The following is based upon our experience and site observations over many years. It is not a based upon a formal scientific study and we would welcome any thoughts and comments on the following text.

Direct flow single wall evacuated tubes ( DFSWEVT) have been fitted to solar thermal systems for many years.

Examples of these are: Thermomax DF 100, DF 400, Viessmann 200 T.

Direct flow evacuated tubes have the advantage of being able to be fitted at any angle, including horizontally. They also, if set up correctly and not allowed to overheat, are exceedingly efficient and effective at heating water – even in very low ambient temperature conditions.

The working principal

There is effectively a flow and return pipe inside the manifold. Each of the tubes has an internal tube approximately 6mm diameter and external tube approximately 12mm diameter.

A short video explaining how direct flow systems work inside the manifold

The solar transfer medium (normally propylene glycol eg: Tyfocor, Fernox, Solaris and others) is  is pumped down the anulus of external tube and up the internal tube. The proportion of flow through each tube is approximately Total Flow / Number of tubes.

This system can work well for many years. However, this is conditional on the following:

  • There is an adequate flow through each of the tubes in order to extract all of the solar heat.
  • The system never overheats.
  • Either all of the energy is used or a heat dump is fitted.
  • There is not solid material present in the system.

Our experience with direct flow evacuated tube panels

In our experience these systems:

  • Often overheat.
  • The glycol breaks down, leaving a mildly acidic solution. This solution in turn corrodes the system and particularly viscous deposits are formed, and when dry turn into a solid, insoluble material.
  • The deposits and degraded glycol can block up pipework and non-return valves and seize circulation pumps.
  • When blockages or partial blockages occur, there is no longer an even flow rate through individual tubes.
  • Localised overheating occurs, which increases blockages and exacerbates the problem.
  • Though a good flow rate may be experienced through the entire panel, there may not be any flow rate through a number of tubes, rendering there heating input to zero.
  • Where the flow rate is impeded, high temperatures and pressures are generated that are difficult to dissipate.
  • Though a large amount of heat is generated by the whole collector, the actual output is very low.
  • The flexible pipe that connects the tube into the manifold is prone to failure

Cleaning solar thermal systems

We have attempted on a number of occasions to use proprietary solar cleaning chemicals such as Sentinel R200 and Fernox Solar Cleaner but we have not found them to be effective.

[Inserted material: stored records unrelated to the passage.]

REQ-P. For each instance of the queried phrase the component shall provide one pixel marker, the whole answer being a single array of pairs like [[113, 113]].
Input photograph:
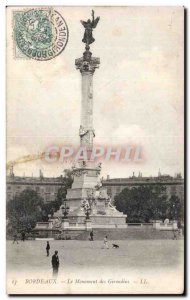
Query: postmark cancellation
[[39, 33]]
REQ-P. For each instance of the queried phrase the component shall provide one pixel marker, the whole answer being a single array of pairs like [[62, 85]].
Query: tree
[[175, 208], [143, 203], [49, 208], [24, 211]]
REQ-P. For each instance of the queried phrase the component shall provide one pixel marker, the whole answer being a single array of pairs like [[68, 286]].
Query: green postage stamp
[[40, 34]]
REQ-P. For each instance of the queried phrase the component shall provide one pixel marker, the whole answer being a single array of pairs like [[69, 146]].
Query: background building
[[46, 187], [174, 185]]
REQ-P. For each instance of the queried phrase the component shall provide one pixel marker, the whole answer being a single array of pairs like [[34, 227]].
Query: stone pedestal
[[156, 224], [88, 225], [174, 225], [65, 224]]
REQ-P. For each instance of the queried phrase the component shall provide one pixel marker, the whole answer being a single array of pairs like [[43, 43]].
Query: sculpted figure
[[89, 25]]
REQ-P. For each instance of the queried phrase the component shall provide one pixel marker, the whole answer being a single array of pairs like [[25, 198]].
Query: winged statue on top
[[89, 25]]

Engineering Solutions for solar thermal systems

If the tubes are still in reasonable condition and not yet blocked, modifying the system to ensure that overheating can be avoided is a possibility. This may include fitting a Heat Dump and / or an uninterruptible power supply (UPS).

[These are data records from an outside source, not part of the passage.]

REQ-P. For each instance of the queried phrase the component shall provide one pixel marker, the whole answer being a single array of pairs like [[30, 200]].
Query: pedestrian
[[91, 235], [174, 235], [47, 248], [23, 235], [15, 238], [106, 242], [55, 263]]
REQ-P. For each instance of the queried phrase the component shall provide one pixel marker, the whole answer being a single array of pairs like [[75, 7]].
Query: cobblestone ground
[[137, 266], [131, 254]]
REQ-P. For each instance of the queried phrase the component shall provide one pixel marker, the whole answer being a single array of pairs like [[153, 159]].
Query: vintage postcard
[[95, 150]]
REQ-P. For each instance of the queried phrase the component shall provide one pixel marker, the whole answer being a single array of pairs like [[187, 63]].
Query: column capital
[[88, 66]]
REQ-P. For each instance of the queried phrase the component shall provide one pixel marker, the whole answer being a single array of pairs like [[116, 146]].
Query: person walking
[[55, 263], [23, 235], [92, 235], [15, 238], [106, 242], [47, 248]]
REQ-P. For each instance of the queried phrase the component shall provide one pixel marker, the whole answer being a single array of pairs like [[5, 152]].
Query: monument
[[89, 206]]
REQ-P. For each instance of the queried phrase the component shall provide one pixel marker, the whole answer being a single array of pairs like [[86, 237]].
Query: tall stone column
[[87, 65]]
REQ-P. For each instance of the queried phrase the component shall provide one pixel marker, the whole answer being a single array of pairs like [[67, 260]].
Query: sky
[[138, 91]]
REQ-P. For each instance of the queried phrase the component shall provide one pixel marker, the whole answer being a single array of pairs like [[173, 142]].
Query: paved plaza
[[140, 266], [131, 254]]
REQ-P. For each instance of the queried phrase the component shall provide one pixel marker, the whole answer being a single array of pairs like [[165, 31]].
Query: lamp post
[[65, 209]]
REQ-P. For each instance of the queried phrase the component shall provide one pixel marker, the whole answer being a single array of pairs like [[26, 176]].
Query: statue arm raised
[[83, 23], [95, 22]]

Viessmann TM 300 collector

Alternatively, the collectors can be changed. If the collectors are pitched, there are a number of options available using ‘Heat pipe’ collectors that are far more tolerant to overheating.

If the collectors needs to be mounted horizontally, there is only one collector that we know of that works on the heat pipe principal, but can be mounted flat: the Viessmann TM-300.

Though this is an excellent product it is a costly solution.

Conclusion on direct flow pipes

For all of the above reason, we do not consider direct flow, single wall evacuated tubes suitable for mass market solar thermal systems.

Direct flow single wall evacuated tubes can effectively be used in certain specialist applications, if installed by an engineering team that fully understands the working principals and is confident that the system will never overheat.

However, have over the last 40+ years, there have been many of these systems installed. Some are still functioning well and in these cases we would recommend not making any changes.

We are often contacted to repair these systems and have experienced many of the problems above. Whilst we feel that we are competent to attempt this work, we would like to make it very clear that some systems, even if less than a year old, may never be repairable.

As a business we made the decision many years ago to try to avoid the installation of direct flow, single wall evacuated tubes, which has proven to have been a wise decision.